I strongly believe these functions, including the global registry system, are best managed through multistakeholder processes like the open and inclusive approach of the RIPE community. This has worked wonders in growing the Internet so far. The opposing view is that Internet governance is so critical that it should be managed by nation-states directly via institutions such as the United Nations. However, such an approach would make the Internet into a bargaining chip and may result in politics taking priority over finding the best technical solution.
It is for the reasons I have outlined above that we believe any independent actions on our part to de-register a country’s IP resources would be incredibly destabilising to the wider Internet system. Not only will this have technical impacts and likely be ineffective over the long term, but it will signal that the technical community is no longer up to the task of performing its job on a neutral and impartial basis. And in fact, stakeholders might start to wonder why they should bother engaging in Internet governance debates at all if they can simply pressure the RIPE NCC or one of our counterparts to achieve their aims.
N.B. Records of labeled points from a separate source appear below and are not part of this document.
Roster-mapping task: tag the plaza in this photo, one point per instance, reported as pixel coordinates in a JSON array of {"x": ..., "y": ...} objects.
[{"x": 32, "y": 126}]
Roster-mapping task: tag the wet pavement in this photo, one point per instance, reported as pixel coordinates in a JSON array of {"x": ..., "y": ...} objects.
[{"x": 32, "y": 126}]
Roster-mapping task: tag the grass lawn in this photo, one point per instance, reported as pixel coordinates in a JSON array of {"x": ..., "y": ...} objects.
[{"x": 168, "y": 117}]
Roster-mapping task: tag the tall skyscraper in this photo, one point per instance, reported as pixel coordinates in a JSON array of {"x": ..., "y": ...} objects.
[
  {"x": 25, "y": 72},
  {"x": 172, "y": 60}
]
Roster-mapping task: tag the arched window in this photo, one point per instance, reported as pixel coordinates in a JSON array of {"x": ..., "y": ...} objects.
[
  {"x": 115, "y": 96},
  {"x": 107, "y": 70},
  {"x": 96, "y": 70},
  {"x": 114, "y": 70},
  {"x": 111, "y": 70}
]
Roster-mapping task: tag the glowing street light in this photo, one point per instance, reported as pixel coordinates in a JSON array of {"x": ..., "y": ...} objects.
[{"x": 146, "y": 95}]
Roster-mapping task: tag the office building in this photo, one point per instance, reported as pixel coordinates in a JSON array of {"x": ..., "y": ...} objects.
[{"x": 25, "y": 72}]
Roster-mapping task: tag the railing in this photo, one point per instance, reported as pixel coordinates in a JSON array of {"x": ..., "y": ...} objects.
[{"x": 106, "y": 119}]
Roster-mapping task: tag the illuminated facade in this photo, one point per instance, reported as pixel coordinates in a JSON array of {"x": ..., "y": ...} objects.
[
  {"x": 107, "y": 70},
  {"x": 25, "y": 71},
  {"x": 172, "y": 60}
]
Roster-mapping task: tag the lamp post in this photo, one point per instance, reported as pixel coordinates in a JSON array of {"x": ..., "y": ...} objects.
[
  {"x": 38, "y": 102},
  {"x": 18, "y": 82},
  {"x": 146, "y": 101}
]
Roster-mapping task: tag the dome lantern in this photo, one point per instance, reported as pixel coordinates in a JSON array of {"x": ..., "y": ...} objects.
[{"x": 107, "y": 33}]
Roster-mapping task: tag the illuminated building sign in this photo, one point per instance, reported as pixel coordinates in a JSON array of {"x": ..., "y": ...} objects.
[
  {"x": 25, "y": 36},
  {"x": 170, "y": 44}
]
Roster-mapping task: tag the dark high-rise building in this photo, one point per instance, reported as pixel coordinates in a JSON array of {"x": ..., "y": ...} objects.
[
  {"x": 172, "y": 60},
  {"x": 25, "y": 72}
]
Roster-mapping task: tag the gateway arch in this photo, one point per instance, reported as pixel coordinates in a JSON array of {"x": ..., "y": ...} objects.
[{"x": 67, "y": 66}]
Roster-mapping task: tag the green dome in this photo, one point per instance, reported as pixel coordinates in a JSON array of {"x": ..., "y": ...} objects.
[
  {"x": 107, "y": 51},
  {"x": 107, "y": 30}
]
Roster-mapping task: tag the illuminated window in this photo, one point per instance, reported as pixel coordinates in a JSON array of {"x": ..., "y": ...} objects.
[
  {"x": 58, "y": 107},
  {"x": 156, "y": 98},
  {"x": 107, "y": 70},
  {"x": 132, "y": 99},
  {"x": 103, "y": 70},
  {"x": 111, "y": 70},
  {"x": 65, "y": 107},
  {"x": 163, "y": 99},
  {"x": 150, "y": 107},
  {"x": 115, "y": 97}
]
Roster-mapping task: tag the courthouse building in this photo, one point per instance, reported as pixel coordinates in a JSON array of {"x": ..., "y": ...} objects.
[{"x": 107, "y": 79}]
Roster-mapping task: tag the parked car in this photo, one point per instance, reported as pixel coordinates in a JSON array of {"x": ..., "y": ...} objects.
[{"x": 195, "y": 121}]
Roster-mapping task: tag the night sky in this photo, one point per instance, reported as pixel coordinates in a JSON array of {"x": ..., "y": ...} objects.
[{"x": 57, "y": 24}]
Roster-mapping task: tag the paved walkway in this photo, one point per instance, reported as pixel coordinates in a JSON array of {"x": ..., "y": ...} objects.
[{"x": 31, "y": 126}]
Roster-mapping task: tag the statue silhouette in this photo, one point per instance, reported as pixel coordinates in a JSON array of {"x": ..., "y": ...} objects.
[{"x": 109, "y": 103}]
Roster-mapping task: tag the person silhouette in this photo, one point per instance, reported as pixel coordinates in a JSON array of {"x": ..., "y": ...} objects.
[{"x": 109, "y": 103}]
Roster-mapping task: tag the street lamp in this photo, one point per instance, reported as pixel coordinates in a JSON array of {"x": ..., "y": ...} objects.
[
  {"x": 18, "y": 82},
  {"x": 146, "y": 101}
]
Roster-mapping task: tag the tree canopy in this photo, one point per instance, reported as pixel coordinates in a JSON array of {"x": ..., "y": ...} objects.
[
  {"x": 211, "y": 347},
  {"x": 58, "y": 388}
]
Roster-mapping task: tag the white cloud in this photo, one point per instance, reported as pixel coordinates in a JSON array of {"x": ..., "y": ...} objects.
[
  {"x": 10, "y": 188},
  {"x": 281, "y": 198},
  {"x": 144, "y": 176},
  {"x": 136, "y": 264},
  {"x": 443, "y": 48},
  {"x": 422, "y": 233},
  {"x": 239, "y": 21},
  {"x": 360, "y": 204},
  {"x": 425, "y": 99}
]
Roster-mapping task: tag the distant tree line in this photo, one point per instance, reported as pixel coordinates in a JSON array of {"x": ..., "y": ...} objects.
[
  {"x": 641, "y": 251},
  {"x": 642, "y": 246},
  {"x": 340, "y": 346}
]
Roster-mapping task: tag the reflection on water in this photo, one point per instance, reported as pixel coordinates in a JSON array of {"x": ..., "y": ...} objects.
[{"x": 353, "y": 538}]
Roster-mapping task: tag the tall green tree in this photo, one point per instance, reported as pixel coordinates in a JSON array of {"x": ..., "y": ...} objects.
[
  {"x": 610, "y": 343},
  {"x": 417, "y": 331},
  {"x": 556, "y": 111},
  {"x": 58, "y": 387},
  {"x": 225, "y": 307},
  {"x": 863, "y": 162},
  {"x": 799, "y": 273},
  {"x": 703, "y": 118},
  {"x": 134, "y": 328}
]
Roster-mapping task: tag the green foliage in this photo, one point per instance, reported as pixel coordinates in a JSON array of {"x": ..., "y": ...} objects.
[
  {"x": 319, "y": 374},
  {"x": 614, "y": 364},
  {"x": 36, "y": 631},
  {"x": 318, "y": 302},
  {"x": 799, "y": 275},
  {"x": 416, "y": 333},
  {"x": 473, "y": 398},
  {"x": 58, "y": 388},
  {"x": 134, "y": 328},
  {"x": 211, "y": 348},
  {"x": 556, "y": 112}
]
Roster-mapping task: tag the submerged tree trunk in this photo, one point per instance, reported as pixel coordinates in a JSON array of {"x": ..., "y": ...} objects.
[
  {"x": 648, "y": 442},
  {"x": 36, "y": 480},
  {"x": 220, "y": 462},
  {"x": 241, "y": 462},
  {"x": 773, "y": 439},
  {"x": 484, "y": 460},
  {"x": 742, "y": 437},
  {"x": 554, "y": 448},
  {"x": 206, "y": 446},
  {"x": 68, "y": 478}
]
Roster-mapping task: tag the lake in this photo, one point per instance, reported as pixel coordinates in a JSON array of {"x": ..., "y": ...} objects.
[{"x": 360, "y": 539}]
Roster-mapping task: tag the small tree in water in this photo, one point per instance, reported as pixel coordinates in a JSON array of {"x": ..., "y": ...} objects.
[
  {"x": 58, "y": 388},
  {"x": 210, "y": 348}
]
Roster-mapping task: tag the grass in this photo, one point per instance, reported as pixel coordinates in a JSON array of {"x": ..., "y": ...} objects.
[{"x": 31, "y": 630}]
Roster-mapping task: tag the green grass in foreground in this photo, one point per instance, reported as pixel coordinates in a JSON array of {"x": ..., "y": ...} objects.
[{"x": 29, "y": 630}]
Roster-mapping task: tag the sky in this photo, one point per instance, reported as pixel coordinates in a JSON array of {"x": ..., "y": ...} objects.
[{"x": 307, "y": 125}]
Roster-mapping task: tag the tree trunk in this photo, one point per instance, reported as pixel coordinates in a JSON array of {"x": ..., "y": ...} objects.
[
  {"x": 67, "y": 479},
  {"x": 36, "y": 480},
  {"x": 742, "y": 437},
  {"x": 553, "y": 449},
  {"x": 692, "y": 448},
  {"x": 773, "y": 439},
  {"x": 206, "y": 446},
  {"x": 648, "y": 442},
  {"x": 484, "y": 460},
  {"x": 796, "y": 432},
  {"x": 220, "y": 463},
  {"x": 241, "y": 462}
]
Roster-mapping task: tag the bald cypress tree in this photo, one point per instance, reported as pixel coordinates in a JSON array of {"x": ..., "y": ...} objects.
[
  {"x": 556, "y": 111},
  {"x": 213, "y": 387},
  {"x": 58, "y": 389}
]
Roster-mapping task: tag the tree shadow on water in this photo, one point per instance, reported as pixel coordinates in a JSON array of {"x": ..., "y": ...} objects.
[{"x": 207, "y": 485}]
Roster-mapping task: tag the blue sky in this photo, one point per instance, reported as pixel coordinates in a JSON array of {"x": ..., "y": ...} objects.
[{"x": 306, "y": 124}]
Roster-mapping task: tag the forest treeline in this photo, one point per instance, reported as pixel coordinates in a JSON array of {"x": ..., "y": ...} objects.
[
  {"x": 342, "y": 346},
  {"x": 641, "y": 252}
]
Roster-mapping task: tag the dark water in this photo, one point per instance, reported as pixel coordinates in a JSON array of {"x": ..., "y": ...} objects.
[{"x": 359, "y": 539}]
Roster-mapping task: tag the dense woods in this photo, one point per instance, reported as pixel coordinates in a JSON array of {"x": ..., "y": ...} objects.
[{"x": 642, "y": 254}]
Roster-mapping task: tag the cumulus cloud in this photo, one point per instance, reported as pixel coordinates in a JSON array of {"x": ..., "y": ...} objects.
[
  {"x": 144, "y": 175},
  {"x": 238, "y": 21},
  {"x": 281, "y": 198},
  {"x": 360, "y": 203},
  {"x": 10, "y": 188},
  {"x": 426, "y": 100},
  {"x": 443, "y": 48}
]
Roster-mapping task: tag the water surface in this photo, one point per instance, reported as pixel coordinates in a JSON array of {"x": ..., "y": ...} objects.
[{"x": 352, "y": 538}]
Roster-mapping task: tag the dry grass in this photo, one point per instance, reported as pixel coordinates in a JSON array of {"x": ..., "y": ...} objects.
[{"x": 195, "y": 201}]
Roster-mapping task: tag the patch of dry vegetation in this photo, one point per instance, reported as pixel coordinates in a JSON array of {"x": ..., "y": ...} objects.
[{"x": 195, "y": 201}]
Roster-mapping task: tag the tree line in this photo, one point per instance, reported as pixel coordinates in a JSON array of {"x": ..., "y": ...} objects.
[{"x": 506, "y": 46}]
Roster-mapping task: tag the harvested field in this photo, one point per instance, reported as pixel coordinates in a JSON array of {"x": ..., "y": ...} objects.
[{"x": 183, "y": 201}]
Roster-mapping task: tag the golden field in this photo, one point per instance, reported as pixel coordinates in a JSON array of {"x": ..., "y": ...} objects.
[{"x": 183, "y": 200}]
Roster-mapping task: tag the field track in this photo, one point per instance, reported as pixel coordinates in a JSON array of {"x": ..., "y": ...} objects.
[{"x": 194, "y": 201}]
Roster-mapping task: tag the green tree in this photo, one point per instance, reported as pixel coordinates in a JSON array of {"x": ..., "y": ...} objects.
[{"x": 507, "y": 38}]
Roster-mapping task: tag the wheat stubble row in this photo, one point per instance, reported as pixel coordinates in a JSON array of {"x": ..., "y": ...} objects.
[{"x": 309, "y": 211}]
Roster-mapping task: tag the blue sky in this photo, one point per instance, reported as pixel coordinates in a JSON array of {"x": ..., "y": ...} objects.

Certainly, we can expect that the assessment of some nation-states would be that their nation’s connectivity is subject to the decisions of a small company based in Amsterdam, and they will implement corrective measures that have important technical implications.
Our True North
If some of what I have described in this article sounds familiar, it might be because we published our five-year strategy and mission statement only a few months ago. This document notes conflicts between countries as a key factor with the potential to impact us in areas such as sanctions, engagement, due diligence and financial stability. It gives me no pleasure to report that these impacts have manifested so strongly so soon after we published our strategy. However, recognising that conflict potentially lay in our future, we nevertheless produced a mission statement that we believed in then and continue to believe in now. Our mission statement says that we enable people to operate and develop the Internet. It says we are a trusted steward of the open, inclusive, collaborative Internet model. It says that we actively contribute to the stability and evolution of the Internet. It is by holding to our mission that we maintain the trust of our members and community, and it is a mission that we will defend in the interests of a single, stable and resilient Internet.
This is why we take this position. Not because it is the easy path, but because we think the alternatives risk bringing this global project to an end. We therefore urge all stakeholders to think very carefully about what they are advocating for and what they want our shared Internet to become. It is unlikely that we will get a second chance at this.